The team, which includes an architect, a planner, and an attorney, plan to convert this lot into a tiny, balanced ecosystem where the students can observe the relationships between plants, insects, birds, and other animals in a natural environment. We believe that the children of Carnes Elementary will love learning about the environment in this garden.

The team would like to begin by February 15, 2014 and complete the garden by June 15th.
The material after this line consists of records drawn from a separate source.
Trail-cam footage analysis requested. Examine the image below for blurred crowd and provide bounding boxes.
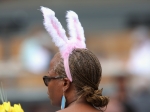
[0,1,150,112]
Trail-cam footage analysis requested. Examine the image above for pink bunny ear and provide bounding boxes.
[66,11,86,48]
[41,7,68,51]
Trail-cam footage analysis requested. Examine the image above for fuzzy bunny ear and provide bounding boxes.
[41,6,68,51]
[66,11,86,48]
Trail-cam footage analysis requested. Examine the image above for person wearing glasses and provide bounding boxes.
[41,7,109,112]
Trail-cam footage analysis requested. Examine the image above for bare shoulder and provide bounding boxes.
[57,104,101,112]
This schedule will permit them to repair and restore the damaged terrain, build the walks and fence, plant native trees, build raised and other planting beds.

CONTACT: Mary Baker, marybaker476@yahoo.com, 901-725-7277

Project #10: A Better You
Location: 943 Vollintine, Memphis 38107 (Klondike-Smokey City)
https://ioby.org/project/better-you

BACKGROUND:

The mission of the Klondike Smokey City CDC is to improve the economic health of the North Memphis Community through community, workforce and family development programs.
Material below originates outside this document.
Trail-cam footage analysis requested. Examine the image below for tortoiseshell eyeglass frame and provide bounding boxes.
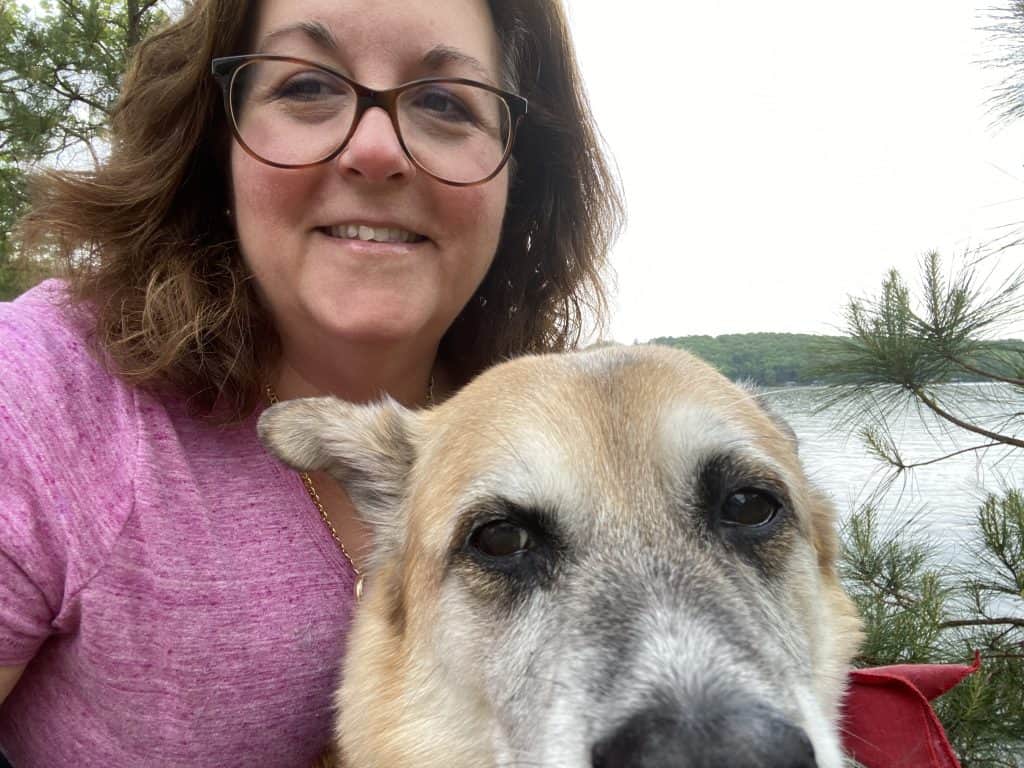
[210,53,528,186]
The median household income in the neighborhood is $18,357, which is less than half of the Memphis media and about one third of the Shelby County median. About 43% of Klondike Smokey City households are living in poverty.

PROJECT:

The Klondike Smokey City CDC is using ioby’s crowd-resourcing platform to raise funds to provide Klondike and Smokey City with extended learning opportunities and to maintain their current level of services. Specifically, the CDC will offer classes in community gardening, computer literacy, financial literacy, and healthy lifestyles.

The CDC’s goals are to catalyze revitalization and economic growth to North Memphis, to help neighbors establish and maintain a high quality of life, and to help restore the historical status of the Klondike and Smokey City communities.

CONTACT: Quincey Morris, ms.qgm@att.net, (901) 527-1966

Project #11: iPads for Afterschool Learning in Vollintine Evergreen
Location: 1548 Jackson Ave., Memphis 38107 (Vollintine Evergreen)
https://ioby.org/project/ipads-afterschool-learning-vollintine-evergreen

BACKGROUND:

The Vollintine Evergreen Community Association (VECA) has an after school program to serve the youth in the neighborhood. The program focuses on mathematics, reading and social skills.

The community challenges that the after school program addresses are two-fold. First, the program is designed for young people in the neighborhood so that they can have a place to go after school. The second problem is that the mathematics and reading achievement of the young people is below the state and national average.

PROJECT:

The Vollintine Evergreen Community Association (VECA) is raising funds on ioby’s crowd-resourcing platform to fund iPads for the neighborhood’s afterschool program. The purpose of this project is to provide a positive environment for children to go after school where they can enhance their education in a fun way. On an average day at the Vollintine Evergreen after school, the youth group has 15 attendees. VECA is asking for one iPad for each student at their current level of attendance.